Елена с грустной улыбкой вспомнила, как Антошка, учившийся еще в первом классе, однажды с ревом прибежал домой: мальчишки сказали ему, что он — "поэтессин сын", и еще сказали, что "стишки только "повернутые" сочиняют, а мамы стихов не пишут"…
Она, конечно, как могла, утешила сына, объяснила ему, что люди всегда смеются над тем, что недоступно их пониманию, и что вовсе не нужно стыдиться того, что он — сын поэтессы. Позорно быть сыном бездельницы, алкоголички, тунеядки…
Однажды она лежала в стационаре с воспалением легких. Бесконечные женские разговоры о пьянствующих мужьях, беременностях и абортах, о бестолковых детях и дурах-свекровках повергли ее в уныние. Она с изумлением и даже со страхом следила за этими так называемыми "нормальными" женщинами и не могла понять, чем же они отличаются от тех, что были в психушке. В дурдоме, по крайней мере, было немало людей с больной совестью, со страдающей душой, здесь же матери семейства, жены рассказывали друг другу о мерзостях, которые они вытворяют в своей повседневной жизни, и как будто даже хвастались этим…
Она стала на весь день сбегать куда-нибудь от своих соседок сразу после обхода палатного врача. Обычно она укрывалась в самом дальнем конце коридора — где-нибудь за кадкой с пышно разросшимся лимоном, и сидела там весь день, возвращаясь в палату лишь к ужину. Сидела, думала, читала, писала стихи…

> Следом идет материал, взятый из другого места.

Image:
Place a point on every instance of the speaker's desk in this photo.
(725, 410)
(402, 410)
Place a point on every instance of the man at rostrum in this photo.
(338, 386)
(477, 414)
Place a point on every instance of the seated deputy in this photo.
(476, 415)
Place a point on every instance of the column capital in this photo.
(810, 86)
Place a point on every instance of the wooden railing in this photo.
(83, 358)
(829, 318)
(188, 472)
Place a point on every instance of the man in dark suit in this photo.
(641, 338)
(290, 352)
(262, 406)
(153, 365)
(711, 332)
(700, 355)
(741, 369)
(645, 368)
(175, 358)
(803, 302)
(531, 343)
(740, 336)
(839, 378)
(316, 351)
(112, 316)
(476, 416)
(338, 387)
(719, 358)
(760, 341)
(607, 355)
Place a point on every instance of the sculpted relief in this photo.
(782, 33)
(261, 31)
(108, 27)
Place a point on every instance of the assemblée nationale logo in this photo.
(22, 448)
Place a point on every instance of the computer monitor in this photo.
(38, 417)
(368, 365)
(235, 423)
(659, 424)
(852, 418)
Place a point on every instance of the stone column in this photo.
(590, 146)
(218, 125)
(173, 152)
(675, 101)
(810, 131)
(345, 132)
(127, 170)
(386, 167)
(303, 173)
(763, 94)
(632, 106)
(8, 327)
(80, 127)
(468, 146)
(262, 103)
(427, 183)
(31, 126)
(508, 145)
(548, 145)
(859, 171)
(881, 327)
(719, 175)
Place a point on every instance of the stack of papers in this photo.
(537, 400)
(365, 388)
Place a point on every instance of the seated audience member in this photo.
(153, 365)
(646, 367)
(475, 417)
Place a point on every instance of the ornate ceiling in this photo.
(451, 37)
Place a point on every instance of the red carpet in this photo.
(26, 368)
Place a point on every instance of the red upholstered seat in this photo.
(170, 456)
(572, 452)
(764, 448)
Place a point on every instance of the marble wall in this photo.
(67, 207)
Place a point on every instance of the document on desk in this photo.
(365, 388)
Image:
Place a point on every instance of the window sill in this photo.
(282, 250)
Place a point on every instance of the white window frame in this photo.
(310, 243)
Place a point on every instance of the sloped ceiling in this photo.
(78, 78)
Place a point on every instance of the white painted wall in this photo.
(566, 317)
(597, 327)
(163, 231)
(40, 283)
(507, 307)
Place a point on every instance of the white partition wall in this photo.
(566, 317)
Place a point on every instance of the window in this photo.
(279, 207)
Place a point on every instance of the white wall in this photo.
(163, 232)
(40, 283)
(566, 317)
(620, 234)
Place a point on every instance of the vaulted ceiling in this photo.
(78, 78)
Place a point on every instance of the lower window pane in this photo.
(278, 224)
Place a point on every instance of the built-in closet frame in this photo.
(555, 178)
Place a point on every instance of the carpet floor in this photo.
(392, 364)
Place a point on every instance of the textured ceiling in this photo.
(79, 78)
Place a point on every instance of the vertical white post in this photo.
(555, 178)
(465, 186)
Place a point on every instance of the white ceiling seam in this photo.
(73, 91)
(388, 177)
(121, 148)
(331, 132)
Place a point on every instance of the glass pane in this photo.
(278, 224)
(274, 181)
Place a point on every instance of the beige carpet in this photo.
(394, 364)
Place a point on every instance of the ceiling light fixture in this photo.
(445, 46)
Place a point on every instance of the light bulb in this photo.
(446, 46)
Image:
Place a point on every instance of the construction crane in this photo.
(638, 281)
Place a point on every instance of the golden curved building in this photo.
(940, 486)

Однажды, когда она ходила на уколы в процедурный кабинет, находившиеся в палате женщины перерыли ее тетради, в которые она записывала только что родившиеся стихотворные строки.
Когда она вернулась в палату, семь пар глаз безцеремонно уставились на нее.
— Слушай, девка, — безаппеляционно начала Марь Паловна, как все ее звали, буфетчица городского ресторана, которая могла уязвить любого своим не знавшим пощады языком, — это че за стихи у тебя в тетрадках-то?